L’influente institution militaire, qui a dirigé le pays pendant près d’un an et demi après la chute de Hosni Moubarak en février 2011, est plus discrète depuis que le président islamiste Mohammad Morsi, élu en juin, a écarté en août son ancien ministre de la Défense et adversaire, le maréchal Hussein Tantaoui. Elle s’était toutefois déjà manifestée en décembre pour appeler au dialogue et rappeler son rôle de garante de la stabilité du pays, lors d’une vive crise liée à l’adoption du projet de Constitution controversé.
Hier, les violences semblaient avoir baissé d’intensité, mais la situation restait tendue dans le centre-ville du Caire. Des accrochages limités entre la police et des groupes de jeunes ont repris dans la journée avec des jets de pierres et des tirs de grenades lacrymogènes aux abords de la place Tahrir. Des protestataires ont en outre entravé la circulation avec des pneus enflammés sur un axe central de la capitale. À Port-Saïd, où plus de quarante personnes ont été tuées au cours des jours précédents, des milliers de personnes sont de nouveau sorties dans les rues en soirée pour défier le couvre-feu nocturne instauré par M. Morsi, tout comme à Suez et Ismaïliya, deux autres villes où cette mesure exceptionnelle est en vigueur. « À bas le pouvoir du guide » des Frères musulmans, scandait la foule. L’armée s’est déployée ces derniers jours à Port-Saïd et Suez pour protéger des bâtiments publics et des installations vitales dans ces deux villes. Au total, 52 personnes ont péri et des centaines d’autres ont été blessées dans les violences. Le ministère de l’Intérieur a annoncé l’arrestation de 15 suspects pour leur implication dans ces heurts.

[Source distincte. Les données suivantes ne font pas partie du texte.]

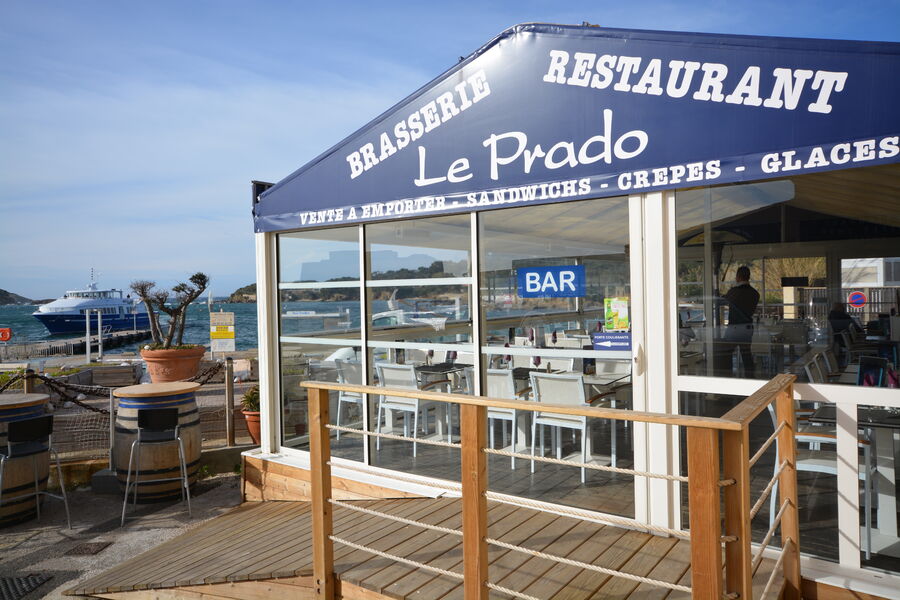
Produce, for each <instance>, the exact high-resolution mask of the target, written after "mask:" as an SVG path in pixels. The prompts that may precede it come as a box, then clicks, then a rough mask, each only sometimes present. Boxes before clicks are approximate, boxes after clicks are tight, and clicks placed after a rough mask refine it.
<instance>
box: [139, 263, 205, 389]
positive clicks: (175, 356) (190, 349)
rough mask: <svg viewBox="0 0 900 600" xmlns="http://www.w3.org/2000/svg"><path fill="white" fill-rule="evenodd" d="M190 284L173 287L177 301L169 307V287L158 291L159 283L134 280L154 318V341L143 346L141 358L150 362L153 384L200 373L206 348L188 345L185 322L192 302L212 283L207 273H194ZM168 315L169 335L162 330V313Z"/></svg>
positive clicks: (190, 279) (191, 279)
mask: <svg viewBox="0 0 900 600" xmlns="http://www.w3.org/2000/svg"><path fill="white" fill-rule="evenodd" d="M188 281H189V283H185V282H182V283H179V284H178V285H175V286H173V287H172V293H173V294H174V296H175V302H174V303H173V304H172V306H168V305H167V304H166V302H167V301H168V299H169V292H168V290H157V289H155V288H156V282H153V281H146V280H138V281H133V282H131V290H132V291H133V292H134V293H135V294H136V295H137V296H138V298H140V299H141V301H142V302H143V303H144V306H146V307H147V315H148V316H149V317H150V335H151V336H153V343H152V344H148V345H146V346H144V347H143V349H141V358H143V359H144V362H145V363H146V364H147V371H148V373H149V374H150V380H151V381H153V383H163V382H166V381H181V380H183V379H188V378H190V377H193V376H194V375H196V374H197V372H198V371H199V370H200V360H201V359H202V358H203V355H204V354H205V353H206V347H205V346H203V345H200V344H185V343H183V341H182V338H183V337H184V325H185V319H186V318H187V309H188V306H190V304H191V302H193V301H194V300H196V299H197V298H199V297H200V295H201V294H202V293H203V292H204V291H205V290H206V288H207V287H208V286H209V277H207V276H206V275H205V274H204V273H194V274H193V275H191V277H190V279H189V280H188ZM160 313H164V314H166V315H168V317H169V321H168V324H167V329H166V333H165V335H163V333H162V326H161V324H160V319H159V314H160Z"/></svg>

M. Morsi, lui, a laissé entendre qu’il pourrait supprimer ou alléger l’état d’urgence imposé depuis dimanche en cas d’amélioration prolongée de la sécurité.
La justice égyptienne a quant à elle demandé l’arrestation de toute personne appartenant à un groupe obscur, le « Black bloc », inconnu jusqu’à présent et dont les militants ont été vus affronter les forces de l’ordre le visage cagoulé. Le parquet général a estimé qu’il s’agissait d’un « groupe organisé qui mène des actions terroristes ». Par ailleurs, M. Morsi a réduit à « quelques heures » une visite, prévue aujourd’hui et demain, en Allemagne selon l’agence MENA, et l’Élysée a annoncé le report de l’étape parisienne de cette minitournée européenne qui était prévue vendredi, journée pour laquelle l’opposition a appelé à manifester à travers l’Égypte.
Pour les analystes, il sera difficile pour M. Morsi de désamorcer cette nouvelle crise sans concessions. « Cette crise ne passera pas facilement », estime Mostafa Kamel el-Sayyed, professeur de sciences politiques à l’université du Caire. Le bras de fer sur la Constitution « opposait les libéraux et la gauche, d’une part, aux islamistes, de l’autre, le peuple n’y était pas vraiment impliqué. Mais, en ce moment, des catégories de la population sans affiliation politique prennent part aux manifestations pour protester contre la détérioration de leurs conditions de vie », dit-il. M. Sayyed exclut que « Morsi fasse des concessions » de lui même. Il estime plutôt que « l’armée pourrait être contrainte d’intervenir indirectement et discrètement pour lui dicter des mesures politiques, notamment la formation d’un gouvernement d’union nationale ». Un éditorialiste proche des islamistes, Fahmi Howeidi, va même encore plus loin. « Il serait courageux de la part de M. Morsi de lancer une initiative pour la tenue d’élections présidentielles (anticipées) en même temps que les législatives », prévues au printemps, écrit-il dans al-Chourouq.